The code path which the table includes failed path is:
wwid of failed path (/dev/sda) is loaded in cache_load() and
it is removed once in path_discovery(). But in disassemble_map(),
it is copied from mpp->wwid again.
Therefore, the failed path (/dev/sda) is used in coalesce_paths().
By the way, if this bug is fixed, path addition will cause
the failed path being removed from existing multipath map
(silently and automatically by hotplug script).
So, even when the failed path comes back online, it will not be
a part of multipath map any longer.
This could be seen as regression from users.
So these problems above must be fixed at a time.
Proposed fix for multipath:
Exclude the failed path from the table in coalesce_paths().
Proposed fix for multipathd:
Monitor the failed path, even if the failed path isn't included
in any map, if wwid of the failed path is same as wwid of a map
which is monitored. (This behavior is already implemented.)
And when the failed path becomes online, fork() and exec() multipath(8).
Created attachment 130709 [details]
proposed patch for multipath
Created attachment 130710 [details]
proposed patch for multipathd
This request was evaluated by Red Hat Product Management for inclusion in a Red
Hat Enterprise Linux maintenance release. Product Management has requested
further review of this request by Red Hat Engineering, for potential
inclusion in a Red Hat Enterprise Linux Update release for currently deployed
products. This request is not yet committed for inclusion in an Update
I'm not totally happy with this solution.

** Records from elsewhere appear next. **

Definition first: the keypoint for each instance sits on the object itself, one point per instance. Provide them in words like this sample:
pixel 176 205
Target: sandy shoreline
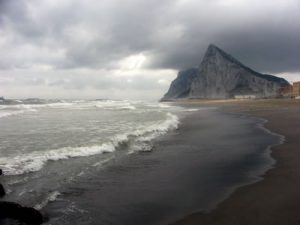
pixel 275 199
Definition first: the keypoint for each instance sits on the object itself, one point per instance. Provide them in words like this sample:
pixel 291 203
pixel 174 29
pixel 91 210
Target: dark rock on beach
pixel 27 215
pixel 14 211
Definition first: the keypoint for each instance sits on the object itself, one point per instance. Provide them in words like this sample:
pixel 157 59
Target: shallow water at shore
pixel 189 169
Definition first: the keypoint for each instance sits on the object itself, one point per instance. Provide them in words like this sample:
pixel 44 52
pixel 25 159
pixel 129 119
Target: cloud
pixel 134 36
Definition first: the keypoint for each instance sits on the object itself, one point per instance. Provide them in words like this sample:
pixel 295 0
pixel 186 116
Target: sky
pixel 133 49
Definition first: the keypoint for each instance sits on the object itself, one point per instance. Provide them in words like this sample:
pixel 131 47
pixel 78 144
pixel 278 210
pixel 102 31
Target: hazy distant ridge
pixel 220 75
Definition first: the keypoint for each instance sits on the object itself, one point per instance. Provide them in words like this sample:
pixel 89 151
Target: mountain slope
pixel 222 76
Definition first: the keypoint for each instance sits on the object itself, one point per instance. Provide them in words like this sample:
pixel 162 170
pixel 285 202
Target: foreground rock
pixel 13 211
pixel 221 76
pixel 27 215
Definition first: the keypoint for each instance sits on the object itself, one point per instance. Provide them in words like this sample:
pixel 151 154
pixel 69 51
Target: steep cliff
pixel 221 76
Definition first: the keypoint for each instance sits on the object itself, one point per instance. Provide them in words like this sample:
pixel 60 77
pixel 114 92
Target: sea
pixel 123 162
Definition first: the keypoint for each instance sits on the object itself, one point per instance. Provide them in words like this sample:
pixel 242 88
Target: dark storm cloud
pixel 173 34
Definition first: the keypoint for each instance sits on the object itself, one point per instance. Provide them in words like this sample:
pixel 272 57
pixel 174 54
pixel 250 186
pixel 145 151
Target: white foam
pixel 34 161
pixel 191 110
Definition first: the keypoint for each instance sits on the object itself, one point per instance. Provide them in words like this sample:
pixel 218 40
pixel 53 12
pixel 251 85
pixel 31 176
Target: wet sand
pixel 276 199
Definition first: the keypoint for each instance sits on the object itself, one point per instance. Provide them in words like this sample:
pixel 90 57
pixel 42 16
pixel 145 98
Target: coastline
pixel 276 198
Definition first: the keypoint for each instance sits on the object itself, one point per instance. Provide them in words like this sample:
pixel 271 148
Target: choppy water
pixel 100 162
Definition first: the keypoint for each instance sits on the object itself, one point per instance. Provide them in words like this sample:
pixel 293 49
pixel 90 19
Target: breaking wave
pixel 138 139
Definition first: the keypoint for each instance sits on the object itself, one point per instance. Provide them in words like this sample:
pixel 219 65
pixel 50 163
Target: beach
pixel 275 199
pixel 171 159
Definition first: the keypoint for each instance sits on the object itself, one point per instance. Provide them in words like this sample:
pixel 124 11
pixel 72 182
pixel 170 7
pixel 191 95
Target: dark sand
pixel 276 199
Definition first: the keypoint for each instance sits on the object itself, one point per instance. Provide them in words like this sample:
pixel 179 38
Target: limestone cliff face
pixel 222 76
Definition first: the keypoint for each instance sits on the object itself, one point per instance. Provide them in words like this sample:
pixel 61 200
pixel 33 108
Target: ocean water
pixel 99 162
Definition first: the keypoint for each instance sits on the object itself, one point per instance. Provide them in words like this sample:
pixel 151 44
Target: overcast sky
pixel 134 48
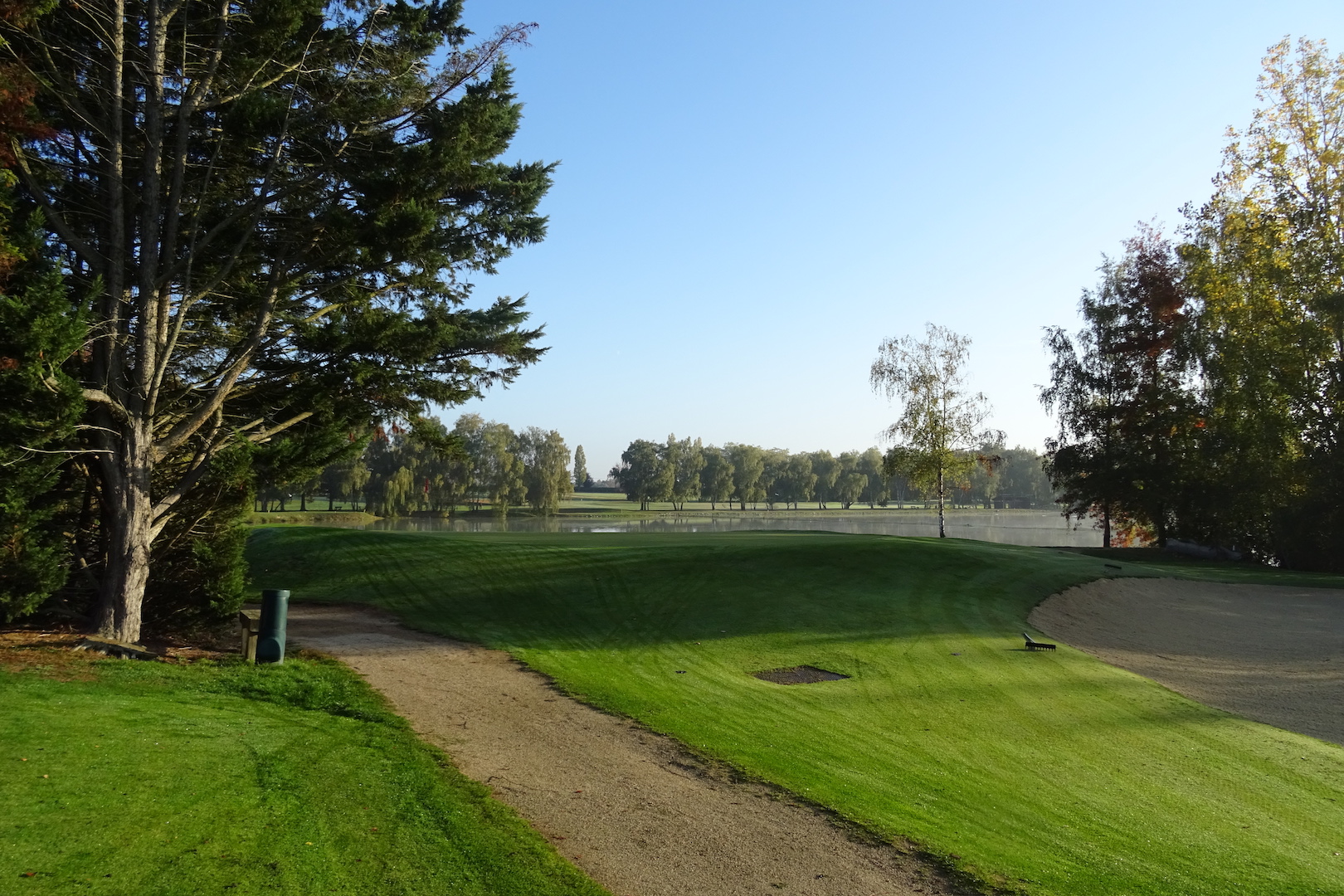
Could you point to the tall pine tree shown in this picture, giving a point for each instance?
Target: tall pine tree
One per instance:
(275, 208)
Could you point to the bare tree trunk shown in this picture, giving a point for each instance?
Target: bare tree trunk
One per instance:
(942, 527)
(132, 531)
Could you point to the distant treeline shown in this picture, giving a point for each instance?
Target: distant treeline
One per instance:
(480, 464)
(682, 470)
(431, 468)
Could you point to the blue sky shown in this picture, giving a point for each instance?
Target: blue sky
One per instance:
(753, 195)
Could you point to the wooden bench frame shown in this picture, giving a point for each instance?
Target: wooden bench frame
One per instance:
(1036, 645)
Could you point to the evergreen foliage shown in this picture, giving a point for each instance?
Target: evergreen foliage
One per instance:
(39, 410)
(275, 208)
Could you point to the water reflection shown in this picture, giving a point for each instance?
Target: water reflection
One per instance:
(1007, 527)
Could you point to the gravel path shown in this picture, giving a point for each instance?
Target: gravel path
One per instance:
(629, 807)
(1269, 653)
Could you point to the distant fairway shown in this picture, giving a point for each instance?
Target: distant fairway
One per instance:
(1047, 772)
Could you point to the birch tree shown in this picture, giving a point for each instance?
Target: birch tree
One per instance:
(941, 423)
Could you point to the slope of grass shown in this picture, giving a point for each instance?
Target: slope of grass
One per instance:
(1047, 772)
(147, 778)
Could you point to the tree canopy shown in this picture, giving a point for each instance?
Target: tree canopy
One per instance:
(941, 425)
(275, 210)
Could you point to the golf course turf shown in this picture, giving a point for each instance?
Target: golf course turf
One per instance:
(145, 779)
(1049, 772)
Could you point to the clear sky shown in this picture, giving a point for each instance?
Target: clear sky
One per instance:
(753, 195)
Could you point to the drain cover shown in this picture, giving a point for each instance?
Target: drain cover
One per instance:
(799, 676)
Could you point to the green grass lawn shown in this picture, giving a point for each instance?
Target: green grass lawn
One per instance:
(149, 778)
(1049, 772)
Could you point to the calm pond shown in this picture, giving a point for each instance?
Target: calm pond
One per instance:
(1046, 528)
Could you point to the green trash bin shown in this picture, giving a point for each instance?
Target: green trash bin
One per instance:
(270, 637)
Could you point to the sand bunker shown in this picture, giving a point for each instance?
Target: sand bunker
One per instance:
(632, 809)
(1269, 653)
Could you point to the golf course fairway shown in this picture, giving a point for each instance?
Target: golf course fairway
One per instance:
(1042, 772)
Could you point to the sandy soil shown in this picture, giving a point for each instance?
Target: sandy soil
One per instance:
(1269, 653)
(629, 807)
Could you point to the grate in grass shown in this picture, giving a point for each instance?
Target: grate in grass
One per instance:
(799, 676)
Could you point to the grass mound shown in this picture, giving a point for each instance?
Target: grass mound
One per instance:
(217, 778)
(1049, 772)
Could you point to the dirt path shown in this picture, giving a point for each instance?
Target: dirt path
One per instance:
(1269, 653)
(629, 807)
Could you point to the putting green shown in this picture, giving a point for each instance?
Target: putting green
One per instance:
(1049, 772)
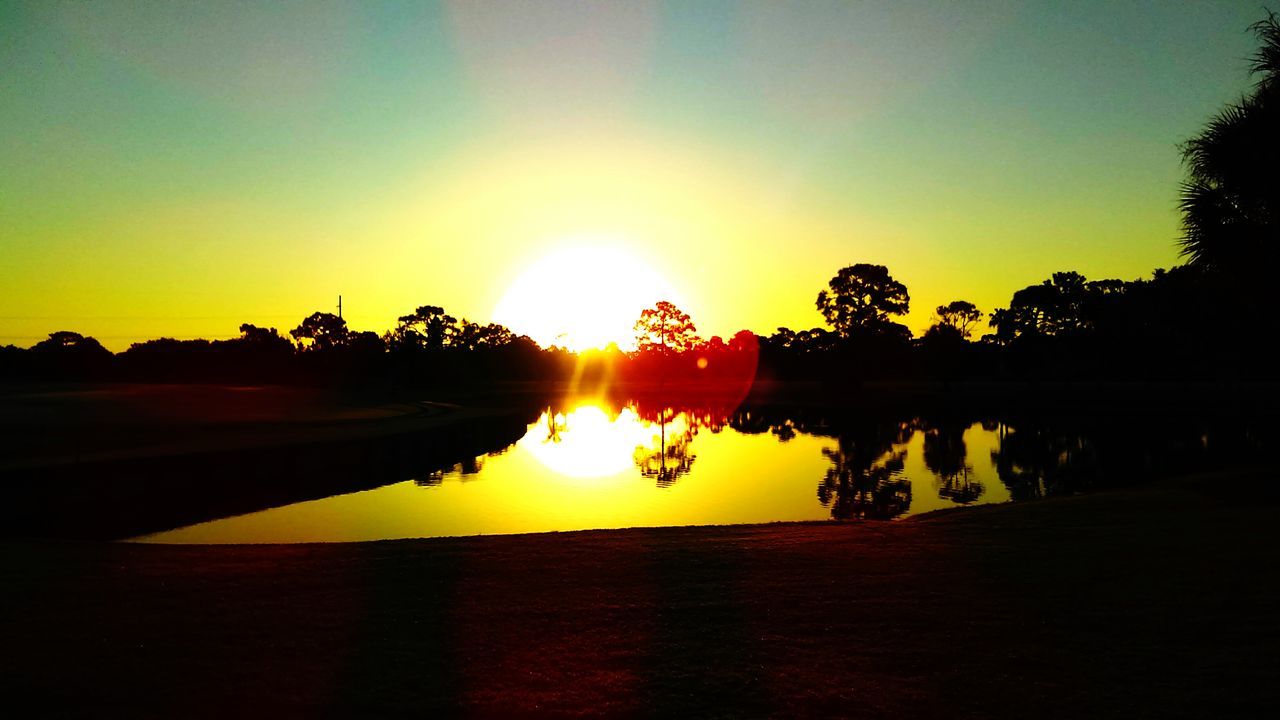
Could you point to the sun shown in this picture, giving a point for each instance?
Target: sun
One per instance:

1. It makes multipathd exec multipath, and ideally we're trying to make
multipathd more and more self sufficient, and the multipath program more of just
a call in to it. This heads in the opposite direction.
2. More importantly, I don't think that failed paths should dissappear from the
map when you add new ones.
Alasdair, Is there a reason why the kernel cannot allow you to create a
multipath map with a failed path in it?
As a workaround, I belive that customers that wants to add a new path while
there is a failed one can kill multipathd, rerun multipath (without multipathd
running, multipath will do exactly what the patch causes. It will remove the
failed path, and add the new path), and start multipathd back up. Forcing this
sort of manual intervention will keep the customer from being surprised by
losing the path. It is pretty unsightly, I admit, and I'd rather just be able to
reload the map with the failed path.
I completely agree with the Ben's comment#5.
Being able to reload a map with failed path is a nice idea,
but it is probably not preferred in the kernel side.
Though I still want this situation being handled automatically
by multipathd, if you can't fix it in RHEL4.5, please make sure to
include the documentation about the workaround either in release note
or man page.
This bugzilla had previously been approved for engineering
consideration but Red Hat Product Management is currently reevaluating
this issue for inclusion in RHEL4.6.
This is not making 4.6
Unfortunately this bugzilla was not resolved in time for RHEL 4.7 Beta.
It has now been proposed for inclusion in RHEL 4.8 but must regain Product
The benefit associated with this fix does not outweigh the risk at this stage in the life of RHEL 4. I am moving this to RHEL 5.
Actually this problem can be seen on only RHEL4.
This is a design problem of multipathd(8) of RHEL4,
so I understand this problem isn't fixed in RHEL4.
But, there is a workaround of this problem.
If Red Hat doesn't fix this problem, I want Red Hat to
make some documents about the workaround for users.
So this bugzilla is for a documentation issue in RHEL4.
Please see Comment#5 and Comment#6 for details of
As noted above, this problem is a RHEL 4 only issue. I've cloned this bug to the RHEL4 bug 487443.